Non c’era proprio, l’Italia. Zero a due nel giro di mezz’ora. Ho pensato: mi sta bene, così la prossima volta imparo. Altro che codice Pirlo, Balotelli alla Riva, Messico in sombreri di tela. Non ricordo un’Italia tanto schiava e un Giappone tanto tiranno. Non sto a dirvi il mazzo che ci hanno fatto Uchida e Okazaki a destra, Nagatomo e Kagawa a sinistra. I nippo sembravano undici Bolt. Noi, undici pensionati: dai cuccioli (De Sciglio) al capo tribù (Pirlo).
Piano piano, il calcio è sceso dall’albero dell’eresia podistica per consegnarsi alla logica dei valori (e delle natiche). Il primo a fare mea culpa è stato Prandelli. Al diavolo il 4-3-2-1, modulo che portava Balotelli al cross e non al tiro, fuori Aquilani, dentro Giovinco e spazio al 4-3-1-2, con Giaccherini e Giovinco a operare di bisturi fra le linee, ora punte d’appoggio ora rifinitori.
La squadra di Zaccheroni si è come seduta. Testa-gol di De Rossi, palo di Giaccherini, autorete di Uchida su percussione del Giac, rigore di Balotelli (propiziato da Giovinco, giuro). La sfida è stata trascinata dalle squadre come un baule pieno di scartoffie: ne cercavi una, e non sapevi dove mettere le mani, se sotto le parrucca di Honda o sopra i guanti di Buffon.

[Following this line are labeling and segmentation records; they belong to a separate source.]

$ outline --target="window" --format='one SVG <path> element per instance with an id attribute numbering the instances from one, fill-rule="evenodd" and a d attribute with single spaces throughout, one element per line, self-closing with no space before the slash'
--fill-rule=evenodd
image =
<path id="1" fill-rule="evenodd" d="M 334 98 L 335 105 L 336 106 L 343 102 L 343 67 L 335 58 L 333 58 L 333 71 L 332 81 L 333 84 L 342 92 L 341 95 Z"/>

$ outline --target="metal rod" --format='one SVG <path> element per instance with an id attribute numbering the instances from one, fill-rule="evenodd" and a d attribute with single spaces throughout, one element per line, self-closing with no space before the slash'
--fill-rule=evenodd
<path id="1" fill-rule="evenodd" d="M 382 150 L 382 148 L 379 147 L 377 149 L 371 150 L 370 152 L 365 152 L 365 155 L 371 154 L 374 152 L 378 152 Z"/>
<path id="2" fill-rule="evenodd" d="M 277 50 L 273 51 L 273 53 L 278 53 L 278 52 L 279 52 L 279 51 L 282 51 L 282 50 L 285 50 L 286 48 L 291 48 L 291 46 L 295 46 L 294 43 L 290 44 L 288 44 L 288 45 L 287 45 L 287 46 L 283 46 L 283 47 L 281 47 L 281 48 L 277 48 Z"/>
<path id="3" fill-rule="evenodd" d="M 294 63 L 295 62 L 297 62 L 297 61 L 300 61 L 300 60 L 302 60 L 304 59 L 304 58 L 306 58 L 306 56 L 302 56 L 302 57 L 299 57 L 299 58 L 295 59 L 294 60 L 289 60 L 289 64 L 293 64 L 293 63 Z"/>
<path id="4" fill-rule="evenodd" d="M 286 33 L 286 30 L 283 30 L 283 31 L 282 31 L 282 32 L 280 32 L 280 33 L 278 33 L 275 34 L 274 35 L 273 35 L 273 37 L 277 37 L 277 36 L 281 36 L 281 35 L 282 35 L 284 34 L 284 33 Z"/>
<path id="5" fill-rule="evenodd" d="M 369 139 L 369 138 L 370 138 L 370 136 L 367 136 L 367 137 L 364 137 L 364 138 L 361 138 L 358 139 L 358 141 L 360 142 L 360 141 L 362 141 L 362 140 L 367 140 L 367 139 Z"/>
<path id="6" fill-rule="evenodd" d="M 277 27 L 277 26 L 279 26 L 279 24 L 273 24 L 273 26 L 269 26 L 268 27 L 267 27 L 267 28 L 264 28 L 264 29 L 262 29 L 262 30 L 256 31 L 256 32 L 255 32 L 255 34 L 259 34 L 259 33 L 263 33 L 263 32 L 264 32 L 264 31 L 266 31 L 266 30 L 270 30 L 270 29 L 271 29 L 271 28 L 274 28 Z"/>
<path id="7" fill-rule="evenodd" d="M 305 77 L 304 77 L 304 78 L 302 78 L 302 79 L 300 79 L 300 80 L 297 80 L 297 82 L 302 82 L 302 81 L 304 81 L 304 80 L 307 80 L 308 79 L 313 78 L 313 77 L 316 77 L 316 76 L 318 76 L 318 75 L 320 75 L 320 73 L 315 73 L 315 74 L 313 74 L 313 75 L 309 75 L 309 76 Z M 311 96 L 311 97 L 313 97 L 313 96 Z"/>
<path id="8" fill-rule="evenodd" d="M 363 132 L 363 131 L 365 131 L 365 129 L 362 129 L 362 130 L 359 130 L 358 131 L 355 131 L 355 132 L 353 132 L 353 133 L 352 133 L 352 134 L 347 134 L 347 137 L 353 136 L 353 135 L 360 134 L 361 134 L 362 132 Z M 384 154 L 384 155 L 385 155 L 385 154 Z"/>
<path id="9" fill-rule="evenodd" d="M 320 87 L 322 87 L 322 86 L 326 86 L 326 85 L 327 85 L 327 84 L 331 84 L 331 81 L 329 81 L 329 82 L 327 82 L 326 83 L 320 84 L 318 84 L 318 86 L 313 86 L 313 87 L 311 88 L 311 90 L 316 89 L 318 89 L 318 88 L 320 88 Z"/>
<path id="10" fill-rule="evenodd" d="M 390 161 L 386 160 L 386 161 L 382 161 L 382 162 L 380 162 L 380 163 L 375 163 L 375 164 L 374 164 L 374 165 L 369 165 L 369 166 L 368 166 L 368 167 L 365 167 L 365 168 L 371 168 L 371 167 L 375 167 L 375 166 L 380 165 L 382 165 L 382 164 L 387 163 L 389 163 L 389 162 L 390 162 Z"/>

Quando sembrava tutto finito, ecco il 3-3 di Okazaki (di testa, alla De Rossi) e un’Italia di nuovo in balìa di Honda e delle onde. Che disastro, la loro difesa e la nostra, intesa come reparto e come fase. La benzina scarseggiava, il centrocampo copriva poco e male. Okazaki ha timbrato un palo, nella nostra area succedeva di tutto, tipo roulette russa. Solo che, improvvisamente, è esplosa la pallottola di Giovinco. Sì, proprio lui. E dal momento che sono il presidente dell’Associazione Giùlemaninedagiovinco, mi fermo qui. Per pudore. Cercate di capirmi.